Anecdotally, my unvaccinated roommate is Chinese, holds a PhD degree in a very difficult field, and works as a researcher in a FAANG company.

I was very surprised to learn that they were unwilling to get vaccinated. They are actually very worried about infection, and have been very careful with wearing masks, disinfecting things, and avoiding in-person contacts whenever possible. They explained that they were mostly worried about the unknown long-term side-effects of the vaccines. Maybe having a PhD degree is correlated with having this kind of caution.


What's his endgame? Buy time until the the pandemic burns out (if it does)? Or until we have better therapeutics?


> What's his endgame? Buy time until the the pandemic burns out (if it does)?

Yep that's my understanding. Or if enough time has passed since vaccination to convince them that the vaccines are safe.


more than 93% of the faculty, staff and students at my research institute are vaccinated.

Having a PhD is pretty conflated with both race and political affiliations. Who knows what the effect would be after attempting to control for those things.


> having a PhD or ≤high school education

This is interesting.


Having a PhD seems like a sample size issue


More like a polling one. I routinely astroturf all surveys because I hate surveys. I am both a PhD holder, I am under 21 and I am LGBTQ, A veteran, and everything else at once


Ahh, I bet you really think you're doing something to the system by being so cool.

No lol, you're flagged and omitted. Do you think everybody is as dumb as you?


good. I only do it for required surveys. I dont do other surveys


Being a PhD and researcerh, dont you see surveys as a vital way of collecting data? So why would you intentionally throw off the data many researchers use to reach conclusions?

People wonder why statistics can be so messed up. Some of it is lying with math. But statisticians can't also help when people are being malicious.


A vital way to collect bad data, as evidenced here. Why would you trust what people say anyway?


I'd love to hear the alternative then?
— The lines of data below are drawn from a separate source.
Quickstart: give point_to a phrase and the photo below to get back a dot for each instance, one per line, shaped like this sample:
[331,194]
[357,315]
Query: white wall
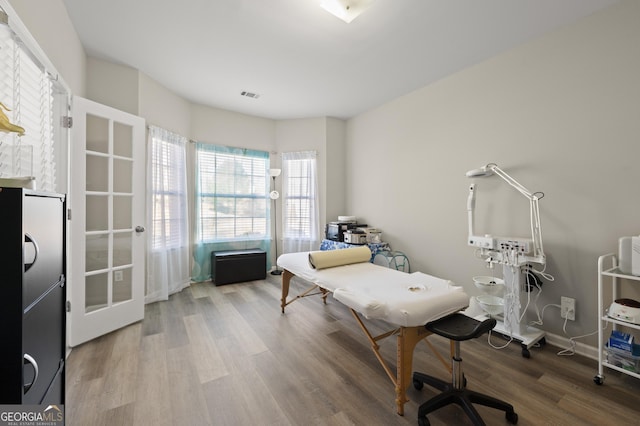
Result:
[559,114]
[49,24]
How would you gather data on how people feel about policy without a survey (aka just asking them), as an example?


You may be right, however one would think researchers at Carnegie Mello would know how to ensure statistically valid results.


All PhDs are not the same.


It’s definitely not just Republicans but note that they’re the only one of those groups with bullion-dollar companies pushing a constant stream of messages downplaying they risk of COVID and hyping any plausible concern about vaccination or masks. If Rubert Murdoch gave the word, the amount of energy pushing antivax messages would go down by an order of magnitude overnight.


I'm not sure it's a guarantee that the power is flowing from the top down. It seems more likely that the big players are just going where the money is, i.e. where their voters already are.


It’s both: the big finders definitely will embrace any culture war issue which keeps people voting for the politicians who serve their interests but they also reliably push any issue which goes against certain topics relevant to their business. Even if something isn’t their industry they’ll push it if it cuts against the legitimacy of government regulations or is critical about science (e.g. the tobacco companies’ guys like Steven Milloy were trumping up those “DDT bans mean that millions of Africans die of malaria” stories a decade or so back because they wanted to lower trust in the same public health agencies who were leading anti-smoking campaigns).